Over seven decades, Audubon staff at Corkscrew Swamp Sanctuary have expanded and maintained an iconic, 2.25-mile boardwalk that opens the door of this enchanting forest to thousands of locals and visitors every year. The team annually engages hundreds of school students and adult learners at the Sanctuary and beyond to inspire a lifelong love and curiosity of the natural world.
Since 2018, Audubon staff have restored more than 1,000 acres of wetland meadows for wading birds, alligators, fish, amphibians, panthers, and people who benefit as the restored wetlands better hold and clean stormwater while reducing the risk of catastrophic wildfire.
Our team has also embarked on an innovative study to better understand water levels and their fluctuations at Corkscrew Swamp Sanctuary. Where does our water come from? Why is it draining from our swamp? What can we do to restore hydrology on our more than 13,000 acres?
The Sanctuary was first protected 70 years ago, thanks to the voices in the community. We still need your voices to continue to protect and conserve both Corkscrew Swamp Sanctuary and our watershed. The fight isn’t over for a healthy future for the Sanctuary and our surrounding communities.
Next 70 Years
We need you for the next 70 years and beyond.
Audubon is planning a visionary transformation of the Corkscrew campus and its programs to meet the challenges of the 21st century, including the changing climate and rampant development of many remaining natural spaces in Southwest Florida.
The work we do here at the Sanctuary not only improves the lives of our inland neighbors but our coastal communities, too.
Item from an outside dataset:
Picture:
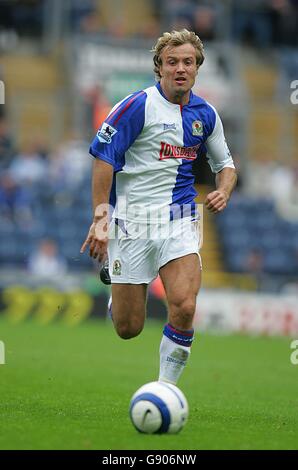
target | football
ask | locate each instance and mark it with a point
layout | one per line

By pioneering restoration techniques to clean and hold more water on the landscape, we improve drinking water levels and reduce the scourge of algal blooms along our beaches and islands.
Built and operated for many years with the generosity of volunteers and grassroots donors, we must now strengthen our foundation. Audubon is making strategic investments in the Sanctuary’s campus infrastructure that will augment our ability to deliver transformational programming, conduct the science needed to preserve our 13,000-plus acres, improve our ability to educate students and lifelong learners, and enhance the boardwalk experience that inspires every visitor to become a champion for this cherished place.